BM Genel Sekreteri Antonio Guterres yaptığı açıklamada, uzun zamandır beklenen anlaşmanın “iklim değişikliği, biyoçeşitlilik kaybı ve kirlilikten oluşan üçlü gezegen krizini ele almak için çok önemli” olacağını söyledi.
Belgenin en kritik unsurlarından biri, endüstriyel balıkçılık veya derin deniz madenciliği gibi faaliyetlerin kısıtlanabileceği uluslararası deniz koruma alanlarının (DKA’lar) oluşturulmasına izin vermesidir. Hareket, dünyanın 30’a 30 hedefine ulaşmasını sağlamak için hayati görülüyor.
Greenpeace, yeni anlaşmanın 30×30 hedefine ulaşmak için uygulanabilir bir başlangıç noktası olduğunu söyledi. Greenpeace Nordic’in okyanuslar kampanyacısı Laura Meller yaptığı açıklamada, “Artık nihayet denizde konuşmadan gerçek değişime geçebiliriz” dedi.
Anlaşma ayrıca, açık denizlerdeki insan faaliyetlerinin potansiyel zararını hesaplayan çevresel etki değerlendirmelerini elden geçirme planını da içeriyor. Anlaşmaya göre, tüm ulusların bu değerlendirmeleri gerçekleştirmek için tutarlı temel kurallara uyması gerekecek.

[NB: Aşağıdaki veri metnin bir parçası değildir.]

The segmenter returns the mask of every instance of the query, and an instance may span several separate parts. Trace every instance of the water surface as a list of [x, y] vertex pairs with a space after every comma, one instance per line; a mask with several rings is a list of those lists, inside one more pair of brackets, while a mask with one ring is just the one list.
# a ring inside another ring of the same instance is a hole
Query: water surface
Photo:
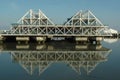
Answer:
[[120, 80], [120, 41], [0, 45], [0, 80]]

Okyanuslardan elde edilen genetik materyallerin faydalarını paylaşmaya yönelik hükümler var ve anlaşmanın yeterince uygulandığından emin olmak için düzenli “COP” zirveleri yapılacak.
Sonra ne olur?
Antlaşma metni üzerinde anlaşmaya varılması büyük bir atılım olmakla birlikte, uzun bir onay ve uygulama sürecinin yalnızca başlangıcıdır.
Anlaşmanın üye devletler tarafından resmi olarak kabul edilmesi ve ardından yürürlüğe girmesi için en az 60 ülke tarafından onaylanması gerekiyor. Paris iklim anlaşması gibi benzer uluslararası anlaşmaların imzalanması ve onaylanması neredeyse bir yıl sürdü.
Sonraki toplantılarda deniz koruma alanlarının nasıl yönetileceği, bağlanacağı ve uygulanacağı gibi başka sorular da olacaktır.
Kâr amacı gütmeyen bir kuruluş olan The Nature Conservancy’den Andreas Hansen yaptığı açıklamada, “Yeni açık denizler anlaşması önemli bir kilometre taşını temsil ediyor” dedi. “Okyanusun kaybedecek vakti yok, bu nedenle ülkeler artık anlaşmayı hızla kabul edip onaylamalı ve yetkilerini bir sayfadaki kelimeleri okyanus için faydaya dönüştürmek için kullanmalı.”